C’est normalement l’usage : le chef de l’État accepte traditionnellement la démission de son Premier ministre après un échec, qui plus est un changement de rapports de force à l’Assemblée nationale, quitte à ce qu’il reste en place plusieurs jours ou semaines. Dès lors, quelles seraient les conséquences pour Gabriel Attal ?

Quel pouvoir ?

Si Emmanuel Macron venait officiellement à mettre fin à ses fonctions, le chef du gouvernement pourrait rester à Matignon pour un temps (non défini mais qu’on imagine réduit) et avec un pouvoir restreint au minimum. L’idée étant d’expédier « les affaires courantes. » Cet « usage républicain », - comme le décrivait Claire Landais, la secrétaire générale du gouvernement, aux directeurs de cabinet, peu avant le second tour - qui permet d’« assurer, au nom de la continuité, le fonctionnement minimal de l’État. »

Pour résumer, Gabriel Attal a été maintenu par Emmanuel Macron à Matignon dans ses entières prérogatives, celles de son décret de nomination daté du 9 janvier dernier. Il pourrait donc faire passer une réforme par décret, changer un règlement, ou lancer un plan. Théoriquement, il peut aussi présenter un projet de loi, à ses risques et périls puisqu’il n’a plus de majorité, même relative.

« Dans la mesure où le Premier ministre est maintenu dans l’intégralité de ses fonctions, des décisions peuvent être prises », expliquait mardi 9 juillet, la ministre de l’Éducation nationale Nicole Belloubet sur franceinfo, même si « on lève naturellement le pied. » Quoi qu’il en soit, tout ceci n’est pas permis à un gouvernement démissionnaire.

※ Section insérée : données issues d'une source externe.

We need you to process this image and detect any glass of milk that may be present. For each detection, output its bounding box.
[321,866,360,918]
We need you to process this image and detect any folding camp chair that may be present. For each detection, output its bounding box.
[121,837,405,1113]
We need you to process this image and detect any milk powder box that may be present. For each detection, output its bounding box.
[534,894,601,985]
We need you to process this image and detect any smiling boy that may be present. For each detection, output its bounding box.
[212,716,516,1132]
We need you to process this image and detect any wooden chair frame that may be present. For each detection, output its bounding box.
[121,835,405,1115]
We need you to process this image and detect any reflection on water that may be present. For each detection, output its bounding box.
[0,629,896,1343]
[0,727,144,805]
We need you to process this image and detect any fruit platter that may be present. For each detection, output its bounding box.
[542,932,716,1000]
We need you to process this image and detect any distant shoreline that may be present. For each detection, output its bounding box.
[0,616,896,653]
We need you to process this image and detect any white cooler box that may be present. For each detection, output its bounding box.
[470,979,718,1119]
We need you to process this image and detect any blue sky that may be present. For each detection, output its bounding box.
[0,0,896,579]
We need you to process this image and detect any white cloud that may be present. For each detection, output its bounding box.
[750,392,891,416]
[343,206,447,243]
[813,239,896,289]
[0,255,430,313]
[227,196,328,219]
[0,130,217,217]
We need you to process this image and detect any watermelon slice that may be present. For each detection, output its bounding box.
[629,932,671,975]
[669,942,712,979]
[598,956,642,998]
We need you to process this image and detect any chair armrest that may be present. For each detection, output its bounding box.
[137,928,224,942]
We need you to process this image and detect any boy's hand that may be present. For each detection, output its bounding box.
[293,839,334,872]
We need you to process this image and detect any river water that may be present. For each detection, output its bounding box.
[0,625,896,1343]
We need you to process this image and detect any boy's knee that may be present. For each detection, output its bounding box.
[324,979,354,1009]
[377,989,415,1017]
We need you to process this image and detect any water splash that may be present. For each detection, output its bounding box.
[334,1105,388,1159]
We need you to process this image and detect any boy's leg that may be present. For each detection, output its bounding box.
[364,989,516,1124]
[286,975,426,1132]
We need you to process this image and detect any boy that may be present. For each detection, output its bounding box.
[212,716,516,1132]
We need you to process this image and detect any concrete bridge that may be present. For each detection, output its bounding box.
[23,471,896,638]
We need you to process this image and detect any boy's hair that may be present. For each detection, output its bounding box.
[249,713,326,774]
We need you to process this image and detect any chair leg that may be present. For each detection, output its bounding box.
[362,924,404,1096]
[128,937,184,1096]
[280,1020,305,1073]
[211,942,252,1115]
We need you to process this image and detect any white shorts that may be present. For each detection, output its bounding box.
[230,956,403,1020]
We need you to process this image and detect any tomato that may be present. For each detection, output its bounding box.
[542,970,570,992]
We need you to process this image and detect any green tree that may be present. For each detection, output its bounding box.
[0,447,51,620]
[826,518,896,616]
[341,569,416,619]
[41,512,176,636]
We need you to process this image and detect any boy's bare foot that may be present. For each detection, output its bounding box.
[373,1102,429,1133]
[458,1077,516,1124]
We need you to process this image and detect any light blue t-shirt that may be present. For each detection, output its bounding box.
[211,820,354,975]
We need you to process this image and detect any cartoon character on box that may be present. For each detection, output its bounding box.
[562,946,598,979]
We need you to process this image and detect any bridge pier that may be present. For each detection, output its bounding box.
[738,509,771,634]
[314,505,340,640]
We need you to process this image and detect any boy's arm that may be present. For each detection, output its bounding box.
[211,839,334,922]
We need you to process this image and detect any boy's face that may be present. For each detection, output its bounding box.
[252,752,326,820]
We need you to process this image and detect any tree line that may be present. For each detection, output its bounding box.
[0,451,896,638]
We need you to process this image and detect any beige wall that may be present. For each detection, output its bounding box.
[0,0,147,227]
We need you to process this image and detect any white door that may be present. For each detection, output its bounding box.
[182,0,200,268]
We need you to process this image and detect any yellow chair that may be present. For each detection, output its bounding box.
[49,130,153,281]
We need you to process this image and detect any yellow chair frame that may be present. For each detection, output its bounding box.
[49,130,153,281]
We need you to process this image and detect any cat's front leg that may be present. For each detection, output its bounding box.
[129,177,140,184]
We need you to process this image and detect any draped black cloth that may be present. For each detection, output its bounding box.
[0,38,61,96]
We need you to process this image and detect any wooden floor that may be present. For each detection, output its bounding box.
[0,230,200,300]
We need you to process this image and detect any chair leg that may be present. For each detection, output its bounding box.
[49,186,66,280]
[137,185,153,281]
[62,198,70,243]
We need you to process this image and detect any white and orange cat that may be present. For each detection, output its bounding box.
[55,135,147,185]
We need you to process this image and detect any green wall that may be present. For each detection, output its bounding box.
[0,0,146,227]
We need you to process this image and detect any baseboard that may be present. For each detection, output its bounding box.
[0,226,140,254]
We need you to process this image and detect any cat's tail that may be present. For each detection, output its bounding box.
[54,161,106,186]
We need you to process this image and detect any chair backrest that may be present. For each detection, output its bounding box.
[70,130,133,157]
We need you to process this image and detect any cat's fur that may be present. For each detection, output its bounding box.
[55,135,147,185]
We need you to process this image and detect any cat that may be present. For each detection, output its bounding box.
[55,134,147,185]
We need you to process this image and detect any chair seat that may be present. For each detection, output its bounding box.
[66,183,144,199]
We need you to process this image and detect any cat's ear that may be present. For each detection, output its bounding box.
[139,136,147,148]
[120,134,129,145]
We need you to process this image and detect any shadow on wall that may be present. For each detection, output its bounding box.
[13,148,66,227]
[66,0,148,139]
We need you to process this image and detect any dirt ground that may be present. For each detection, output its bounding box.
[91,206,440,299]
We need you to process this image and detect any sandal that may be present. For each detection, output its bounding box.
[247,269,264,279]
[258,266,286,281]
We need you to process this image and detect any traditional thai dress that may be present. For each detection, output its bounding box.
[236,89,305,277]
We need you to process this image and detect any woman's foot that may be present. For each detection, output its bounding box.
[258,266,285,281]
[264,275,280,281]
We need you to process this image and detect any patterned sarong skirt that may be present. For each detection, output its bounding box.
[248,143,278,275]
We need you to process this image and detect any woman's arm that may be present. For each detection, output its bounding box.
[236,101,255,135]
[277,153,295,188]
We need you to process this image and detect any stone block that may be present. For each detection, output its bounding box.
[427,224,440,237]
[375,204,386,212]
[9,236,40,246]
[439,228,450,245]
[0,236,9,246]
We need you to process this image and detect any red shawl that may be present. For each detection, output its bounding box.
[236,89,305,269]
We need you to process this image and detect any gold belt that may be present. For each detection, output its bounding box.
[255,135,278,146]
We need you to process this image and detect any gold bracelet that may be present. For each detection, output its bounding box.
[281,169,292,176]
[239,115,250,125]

Autre exemple : Emmanuel Macron peut toujours réunir un Conseil des ministres pour procéder à des nominations ou décréter l’état d’urgence, ce qui est quasi-impossible avec un chef de gouvernement et une équipe dont le départ est officiellement acté. On comprend donc l’intérêt, pour le président de la République, d’avoir repoussé la démission du locataire de Matignon lundi matin.

Matignon ou le Palais Bourbon, il faut choisir

Reste que dans le contexte actuel, cette formalité républicaine présente aussi des avantages majeurs. Tout d’abord, un gouvernement démissionnaire ne peut pas être visé par une motion de censure, étant donné qu’il n’est pas prévu pour s’installer dans la durée. Or, si Emmanuel Macron maintient Gabriel Attal comme actuellement, ce dernier pourra être renversé par l’Assemblée nationale dès le 18 juillet après l’ouverture des débats.

Ensuite, l’officialisation du départ programmé du Premier ministre et de son gouvernement permettrait à ses membres élus députés de briguer des postes à responsabilités au Palais Bourbon, ou, au moins, de prendre part au vote. Ce qui n’est pas autorisé aux ministres en exercice, dans un cadre normal.

Gabriel Attal est concerné, tout comme le locataire de la Place Beauvau Gérald Darmanin. Selon les rumeurs, les deux pourraient briguer la présidence du groupe Renaissance à l’Assemblée. Or, si le président de la République n’accepte pas la démission du gouvernement avant le 18 juillet, ils seront obligés de regarder le train passer.

Enfin, au-delà de ces questions de personnes, les 18 ministres représenteraient autant de voix en moins (leurs suppléants ne pouvant pas siéger) pour voter sur les postes clefs, comme la présidence ou la questure. De quoi, affirmait Politico ce mardi, pousser Emmanuel Macron à presser le pas, à l’heure où chaque voix va compter.